Che cosa è più facile... Il perdono dei peccati è qualcosa che non si può riscontrare, il miracolo sì; ecco perché Gesù per dare prova che il «Figlio dell’uomo ha il potere di perdonare i peccati sulla terra», sana il paralitico nel corpo. Solo la folla a questo punto applaudisce. È meravigliata non tanto, o non solo, per il miracolo prodigioso, quanto per l’autorità che Gesù rivendica a sé.
A Cafarnao Gesù aveva già operato guarigioni, liberazioni di indemoniati meravigliando tutti, ma ora, cosa mai vista, sana un uomo dalla lebbra del peccato dandone la prova certa guarendolo dalla paralisi, per questo motivo la gente stupita, lodando Dio, diceva: «Oggi abbiamo visto cose meravigliose».
Ma quanta amarezza nel vedere come gli scribi, che avevano le carte in regola per riconoscere tali cose, in verità, per la loro albagia, escono fuori dal coro.

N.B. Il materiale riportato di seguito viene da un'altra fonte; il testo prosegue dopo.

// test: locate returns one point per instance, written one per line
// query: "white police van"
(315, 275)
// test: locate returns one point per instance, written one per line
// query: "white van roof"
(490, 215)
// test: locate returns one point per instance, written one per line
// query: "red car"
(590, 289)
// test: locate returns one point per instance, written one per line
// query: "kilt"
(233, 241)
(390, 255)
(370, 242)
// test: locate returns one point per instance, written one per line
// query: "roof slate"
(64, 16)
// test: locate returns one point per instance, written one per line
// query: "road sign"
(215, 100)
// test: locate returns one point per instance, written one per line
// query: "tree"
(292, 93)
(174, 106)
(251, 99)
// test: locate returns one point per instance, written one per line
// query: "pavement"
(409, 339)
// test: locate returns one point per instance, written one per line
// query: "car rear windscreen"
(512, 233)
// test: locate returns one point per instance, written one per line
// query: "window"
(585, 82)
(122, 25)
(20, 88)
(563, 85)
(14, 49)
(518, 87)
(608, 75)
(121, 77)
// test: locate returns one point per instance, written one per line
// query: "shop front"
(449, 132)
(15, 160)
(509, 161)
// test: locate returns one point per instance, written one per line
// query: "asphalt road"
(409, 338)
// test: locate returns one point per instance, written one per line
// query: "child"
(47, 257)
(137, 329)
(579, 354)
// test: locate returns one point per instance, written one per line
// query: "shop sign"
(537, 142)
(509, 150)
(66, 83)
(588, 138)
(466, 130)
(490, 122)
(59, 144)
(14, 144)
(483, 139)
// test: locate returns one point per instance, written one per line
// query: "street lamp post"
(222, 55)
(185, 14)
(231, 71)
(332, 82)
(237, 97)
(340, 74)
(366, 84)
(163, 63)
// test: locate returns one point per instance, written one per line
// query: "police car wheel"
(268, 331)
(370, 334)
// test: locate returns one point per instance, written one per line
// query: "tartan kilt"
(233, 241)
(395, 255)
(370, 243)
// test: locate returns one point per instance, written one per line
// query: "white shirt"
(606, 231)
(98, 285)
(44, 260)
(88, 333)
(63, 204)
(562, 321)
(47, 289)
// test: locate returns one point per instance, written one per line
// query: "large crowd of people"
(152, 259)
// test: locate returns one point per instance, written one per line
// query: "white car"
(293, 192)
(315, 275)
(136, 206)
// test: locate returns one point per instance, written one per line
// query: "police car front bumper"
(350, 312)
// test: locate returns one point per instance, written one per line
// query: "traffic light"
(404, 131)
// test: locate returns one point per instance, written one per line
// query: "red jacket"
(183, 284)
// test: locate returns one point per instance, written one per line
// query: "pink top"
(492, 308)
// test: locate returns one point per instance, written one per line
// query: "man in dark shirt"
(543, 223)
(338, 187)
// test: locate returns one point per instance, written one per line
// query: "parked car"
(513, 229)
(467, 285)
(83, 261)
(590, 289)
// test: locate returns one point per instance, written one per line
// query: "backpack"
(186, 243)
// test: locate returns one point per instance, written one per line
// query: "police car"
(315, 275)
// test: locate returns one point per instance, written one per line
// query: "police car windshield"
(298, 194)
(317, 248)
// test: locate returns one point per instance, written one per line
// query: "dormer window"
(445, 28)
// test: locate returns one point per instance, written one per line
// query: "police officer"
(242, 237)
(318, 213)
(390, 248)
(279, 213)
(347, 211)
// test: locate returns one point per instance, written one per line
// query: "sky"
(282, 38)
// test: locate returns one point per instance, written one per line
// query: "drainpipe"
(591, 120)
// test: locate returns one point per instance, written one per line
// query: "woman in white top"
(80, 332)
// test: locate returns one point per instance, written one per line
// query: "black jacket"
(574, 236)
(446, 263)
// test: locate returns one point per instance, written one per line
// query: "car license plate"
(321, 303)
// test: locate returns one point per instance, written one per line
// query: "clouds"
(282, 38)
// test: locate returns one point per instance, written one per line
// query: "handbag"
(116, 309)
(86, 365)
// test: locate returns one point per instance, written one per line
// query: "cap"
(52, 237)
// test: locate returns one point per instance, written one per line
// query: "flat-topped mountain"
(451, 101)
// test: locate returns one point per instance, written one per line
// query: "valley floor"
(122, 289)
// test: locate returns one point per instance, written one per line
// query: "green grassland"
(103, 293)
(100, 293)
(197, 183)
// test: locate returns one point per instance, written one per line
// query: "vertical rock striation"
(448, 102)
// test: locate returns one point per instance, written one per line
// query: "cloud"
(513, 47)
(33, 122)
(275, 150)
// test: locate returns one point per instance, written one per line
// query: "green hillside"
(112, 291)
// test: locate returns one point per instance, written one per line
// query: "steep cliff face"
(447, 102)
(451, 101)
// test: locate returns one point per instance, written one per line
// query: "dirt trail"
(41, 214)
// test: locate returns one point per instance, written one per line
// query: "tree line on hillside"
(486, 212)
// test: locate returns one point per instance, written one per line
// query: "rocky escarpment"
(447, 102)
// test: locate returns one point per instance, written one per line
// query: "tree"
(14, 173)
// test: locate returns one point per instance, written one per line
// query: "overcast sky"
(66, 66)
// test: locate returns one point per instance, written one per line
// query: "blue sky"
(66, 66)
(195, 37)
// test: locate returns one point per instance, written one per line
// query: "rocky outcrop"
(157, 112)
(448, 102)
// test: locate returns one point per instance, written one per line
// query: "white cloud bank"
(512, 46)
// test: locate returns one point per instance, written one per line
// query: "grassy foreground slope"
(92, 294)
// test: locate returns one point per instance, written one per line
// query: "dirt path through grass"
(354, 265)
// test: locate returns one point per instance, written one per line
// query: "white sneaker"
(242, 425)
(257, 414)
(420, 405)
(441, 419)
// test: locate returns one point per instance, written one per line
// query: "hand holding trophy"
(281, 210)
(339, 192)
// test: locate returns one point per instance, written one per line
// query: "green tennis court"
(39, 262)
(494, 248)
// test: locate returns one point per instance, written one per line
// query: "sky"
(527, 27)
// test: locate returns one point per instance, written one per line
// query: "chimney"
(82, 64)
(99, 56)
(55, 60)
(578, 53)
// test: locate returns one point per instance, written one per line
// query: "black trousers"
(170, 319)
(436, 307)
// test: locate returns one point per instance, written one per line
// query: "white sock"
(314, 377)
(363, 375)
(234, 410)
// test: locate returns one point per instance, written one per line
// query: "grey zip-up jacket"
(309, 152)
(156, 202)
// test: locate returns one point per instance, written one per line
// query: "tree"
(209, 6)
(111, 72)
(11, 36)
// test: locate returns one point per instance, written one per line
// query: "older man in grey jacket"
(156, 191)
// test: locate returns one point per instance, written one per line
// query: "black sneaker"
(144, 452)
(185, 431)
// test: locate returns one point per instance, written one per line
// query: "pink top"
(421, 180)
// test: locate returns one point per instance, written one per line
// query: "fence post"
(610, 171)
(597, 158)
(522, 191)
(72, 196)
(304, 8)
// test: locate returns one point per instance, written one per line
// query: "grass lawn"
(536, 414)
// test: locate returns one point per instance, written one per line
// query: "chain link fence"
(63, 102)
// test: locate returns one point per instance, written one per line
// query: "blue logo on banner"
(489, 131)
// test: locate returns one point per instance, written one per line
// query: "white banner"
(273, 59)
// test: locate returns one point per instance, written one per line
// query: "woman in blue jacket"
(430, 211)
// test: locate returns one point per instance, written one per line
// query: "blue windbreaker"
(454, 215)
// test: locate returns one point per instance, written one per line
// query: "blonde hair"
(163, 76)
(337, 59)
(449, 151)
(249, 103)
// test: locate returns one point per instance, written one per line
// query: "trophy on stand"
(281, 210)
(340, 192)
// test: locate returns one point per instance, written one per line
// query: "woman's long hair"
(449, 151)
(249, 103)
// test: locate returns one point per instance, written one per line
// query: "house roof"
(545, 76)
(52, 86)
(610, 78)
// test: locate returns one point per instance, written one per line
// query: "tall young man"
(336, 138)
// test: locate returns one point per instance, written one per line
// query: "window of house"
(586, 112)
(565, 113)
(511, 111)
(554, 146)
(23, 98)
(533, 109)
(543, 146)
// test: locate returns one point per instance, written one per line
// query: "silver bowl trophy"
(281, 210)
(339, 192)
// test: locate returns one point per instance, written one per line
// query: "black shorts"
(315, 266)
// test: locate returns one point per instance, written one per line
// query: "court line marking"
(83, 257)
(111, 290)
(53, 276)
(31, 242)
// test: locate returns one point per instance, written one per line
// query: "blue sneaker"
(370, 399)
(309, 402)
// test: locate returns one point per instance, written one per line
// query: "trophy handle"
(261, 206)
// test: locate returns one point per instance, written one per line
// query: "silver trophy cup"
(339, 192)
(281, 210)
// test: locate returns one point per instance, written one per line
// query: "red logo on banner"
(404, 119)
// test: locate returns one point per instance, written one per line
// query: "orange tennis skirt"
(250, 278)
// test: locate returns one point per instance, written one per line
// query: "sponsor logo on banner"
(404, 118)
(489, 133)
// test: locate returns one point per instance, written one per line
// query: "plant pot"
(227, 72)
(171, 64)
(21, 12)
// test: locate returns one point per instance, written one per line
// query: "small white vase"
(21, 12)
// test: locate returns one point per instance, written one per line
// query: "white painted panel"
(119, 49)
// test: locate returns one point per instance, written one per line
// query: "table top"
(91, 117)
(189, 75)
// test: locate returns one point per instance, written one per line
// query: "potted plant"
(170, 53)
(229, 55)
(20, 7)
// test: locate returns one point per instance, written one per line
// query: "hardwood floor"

Il peccato: l’insegnamento del Nuovo Testamento - S. Lyonnet: 1. Gesù ed i peccatori, a) Fin dall’inizio della catechesi sinottica vediamo Gesù in mezzo ai peccatori. Egli infatti è venuto per essi, non per i giusti (Mc 2,17). Servendosi del vocabolario giudaico dell’epoca, egli annunzia loro che i loro peccati sono «rimessi». Non già che, assimilando in tal modo il peccato ad un «debito», anzi, usandone talvolta il termine (Mt 6,12; 18,23ss), egli intenda suggerire che esso poteva essere perdonato con un atto di Dio che non avrebbe richiesto la trasformazione dello spirito e del cuore dell’uomo. Al pari dei profeti e di Giovanni Battista (Mc 1,4), Gesù predica la conversione, un mutamento radicale dello spirito che ponga l’uomo nella disposizione di accogliere il favore divino, di lasciarsi manovrare da Dio: «Il regno di Dio è vicino: pentitevi e credete alla buona novella» (MC 1, 15). Per contro, dinanzi a chi rifiuta la luce (Mc 3,29 par.) o immagina di non aver bisogno di perdono, come il fariseo della parabola (Lc 18,9ss), Gesù rimane impotente.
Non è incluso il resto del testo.